お金に対するコンプレックスが稼ぐ原動力に

学校のお友達との〈格差〉を常に感じていた私でしたが、母からは「あなたは学費にかかっているのだから」といろんなことを我慢させられ、好きなものを買ってもらえるのは公立小学校通いの弟だけでした。それは親戚も同様で、最新のおもちゃも文房具も、プレゼントはいつも弟の元に……。

私のお金に対するコンプレックスは、この頃からずっと続いています。

よく、「第一線で、こんなに長く仕事を続けている人って、他に居ないんじゃない?」と言っていただくことがあるのですが、理由は二つ。特に大ブレイクを経験せず、まぁ低空飛行とは言いませんが、中ぐらいのところをずっと飛んでいるせいで上にも下にもいかないというのが一つ。
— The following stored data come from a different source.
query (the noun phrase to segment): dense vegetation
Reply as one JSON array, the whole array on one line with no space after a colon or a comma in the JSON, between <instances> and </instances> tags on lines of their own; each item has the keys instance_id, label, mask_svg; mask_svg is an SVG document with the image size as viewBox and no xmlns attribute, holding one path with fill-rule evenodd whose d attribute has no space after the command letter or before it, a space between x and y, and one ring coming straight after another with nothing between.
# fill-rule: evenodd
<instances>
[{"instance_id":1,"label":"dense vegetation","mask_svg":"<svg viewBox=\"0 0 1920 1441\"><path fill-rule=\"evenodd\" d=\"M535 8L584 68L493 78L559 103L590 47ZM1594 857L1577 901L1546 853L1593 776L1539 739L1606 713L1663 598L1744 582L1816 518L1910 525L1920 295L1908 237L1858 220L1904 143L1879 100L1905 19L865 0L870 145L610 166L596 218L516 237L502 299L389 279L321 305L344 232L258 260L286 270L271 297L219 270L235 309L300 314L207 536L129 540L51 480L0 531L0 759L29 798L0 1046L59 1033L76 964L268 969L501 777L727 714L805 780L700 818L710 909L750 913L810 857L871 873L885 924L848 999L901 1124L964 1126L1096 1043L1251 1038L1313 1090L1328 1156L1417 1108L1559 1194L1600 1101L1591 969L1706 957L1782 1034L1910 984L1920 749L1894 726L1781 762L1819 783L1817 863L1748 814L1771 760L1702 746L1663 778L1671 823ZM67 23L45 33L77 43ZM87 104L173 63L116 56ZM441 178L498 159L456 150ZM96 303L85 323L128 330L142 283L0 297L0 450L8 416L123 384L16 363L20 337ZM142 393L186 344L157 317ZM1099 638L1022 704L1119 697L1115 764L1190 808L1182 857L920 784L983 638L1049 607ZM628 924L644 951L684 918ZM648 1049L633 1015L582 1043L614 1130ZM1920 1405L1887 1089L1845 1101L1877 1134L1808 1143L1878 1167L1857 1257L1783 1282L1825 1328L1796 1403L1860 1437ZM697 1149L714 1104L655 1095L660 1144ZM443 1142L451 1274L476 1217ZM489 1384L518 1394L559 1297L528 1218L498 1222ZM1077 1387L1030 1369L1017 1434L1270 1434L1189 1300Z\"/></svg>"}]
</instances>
もう一つは、とにかく自分でお金を稼いで好きなものを買いたい…という揺るぎ無い想い。これが、私に次から次へと仕事をさせているのです。すごい才能があって続けているのではなく、「今月は、何が何でもこれだけ稼がなければ」という目標を、毎月なんとかクリアしているだけ。みんなが持っているものが自分も欲しいから…という理由でガムシャラに働いてきたのです。それは、離婚で「元夫を見返してやる」と思ったときよりも大きな、根深い想いかもしれません。

ですが、母は、「歯科医の夫をもつ妻というプライドがある」と事あるごとに言っていました。もっとも憶えているのは弟が歯科大学の受験に失敗し、「2浪はしたくない」と医大ではない道に進んだときのことです。